A week or two they’ll linger, Then,“Homeward bound!” cry they, And lift the anchors, set the sails, And sail nor-west away.
Grim and Gloomy
Oh, grim and gloomy, So grim and gloomy Are the caves beneath the sea. Oh, rare but roomy And bare and boomy, Those salt sea caverns be.
Oh, slim and slimy Or grey and grimy Are the animals of the sea. Salt and oozy And safe and snoozy The caves where those animals be.
Hark to the shuffling, Huge and snuffling, Ravenous, cavernous, great sea-beasts! But fair and fabulous, Tintinnabulous, Gay and fabulous are their feasts.
Ah, but the queen of the sea, The querulous, perilous sea! How the curls of her tresses The pearls on her dresses, Sway and swirl in the waves, How cosy and dozy, How sweet ring-a-rosy Her bower in the deep-sea caves!
Oh, rare but roomy And bare and boomy Those caverns under the sea, And grave and grandiose, Safe and sandiose The dens of her denizens be.
[This is one of my favourites. Anyone who has ever had to wash out a porridge pot will be able to identify with this! J.A.Lindon has created some wonderful onomatapoeic words to describe the recalcitrant gunge, all of them a delight to say.]

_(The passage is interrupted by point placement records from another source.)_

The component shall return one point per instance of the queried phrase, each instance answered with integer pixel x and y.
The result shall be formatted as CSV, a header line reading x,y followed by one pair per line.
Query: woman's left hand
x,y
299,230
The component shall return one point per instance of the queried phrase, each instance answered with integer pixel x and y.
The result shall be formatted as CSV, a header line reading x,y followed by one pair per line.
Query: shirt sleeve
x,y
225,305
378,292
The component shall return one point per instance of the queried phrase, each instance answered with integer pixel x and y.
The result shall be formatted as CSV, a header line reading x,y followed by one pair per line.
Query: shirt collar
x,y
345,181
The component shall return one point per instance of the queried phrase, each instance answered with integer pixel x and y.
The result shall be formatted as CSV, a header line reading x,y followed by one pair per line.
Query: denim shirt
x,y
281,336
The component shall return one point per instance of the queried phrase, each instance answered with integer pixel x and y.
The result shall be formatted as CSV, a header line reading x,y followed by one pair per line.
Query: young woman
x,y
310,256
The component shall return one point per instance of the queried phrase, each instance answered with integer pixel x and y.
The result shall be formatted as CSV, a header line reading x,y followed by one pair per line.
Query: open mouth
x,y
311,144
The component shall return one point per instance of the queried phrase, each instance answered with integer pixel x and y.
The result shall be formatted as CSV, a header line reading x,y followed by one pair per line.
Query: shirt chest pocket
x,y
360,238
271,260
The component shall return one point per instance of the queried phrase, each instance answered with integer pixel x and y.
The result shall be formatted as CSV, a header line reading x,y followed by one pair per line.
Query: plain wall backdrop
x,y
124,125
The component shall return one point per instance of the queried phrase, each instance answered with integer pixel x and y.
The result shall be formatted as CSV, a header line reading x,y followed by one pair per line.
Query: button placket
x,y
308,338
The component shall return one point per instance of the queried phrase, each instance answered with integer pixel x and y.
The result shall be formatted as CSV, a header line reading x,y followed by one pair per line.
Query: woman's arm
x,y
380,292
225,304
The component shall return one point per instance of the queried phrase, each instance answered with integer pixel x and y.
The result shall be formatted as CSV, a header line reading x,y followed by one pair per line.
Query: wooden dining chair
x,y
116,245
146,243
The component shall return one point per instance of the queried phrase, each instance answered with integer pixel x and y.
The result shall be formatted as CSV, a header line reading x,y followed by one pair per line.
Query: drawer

Scouring out the porridge pot Round and round and round!
Out with all the scraith and scoopery, Life the eely ooly droopery, Chase the glubbery slubbery gloopery Round and round and round!
Out with all the doleful dithery, Ladle out the slimy slithery, Hunt and catch the hithery thithery, Round and round and round!
Out with all the obbly gubbly, On the stove it burns so bubbly, Use the spoon and use it doubly, Round and round and round.
A couple of very twisty Tongue-Twisters
[Be warned, this one is a real challenge!]
Sheila Shorter sought a suitor; Sheila sought a suitor short. Sheila's suitor's sure to suit her; Short's the suitor Sheila sought!
A Fly and A Flea
A fly and a flea flew up in a flue. Said the fly to the flea, "What shall we do?" "Let's fly," said the flea. "Let's flee," said the fly. So they fluttered and flew up a flaw in the flue.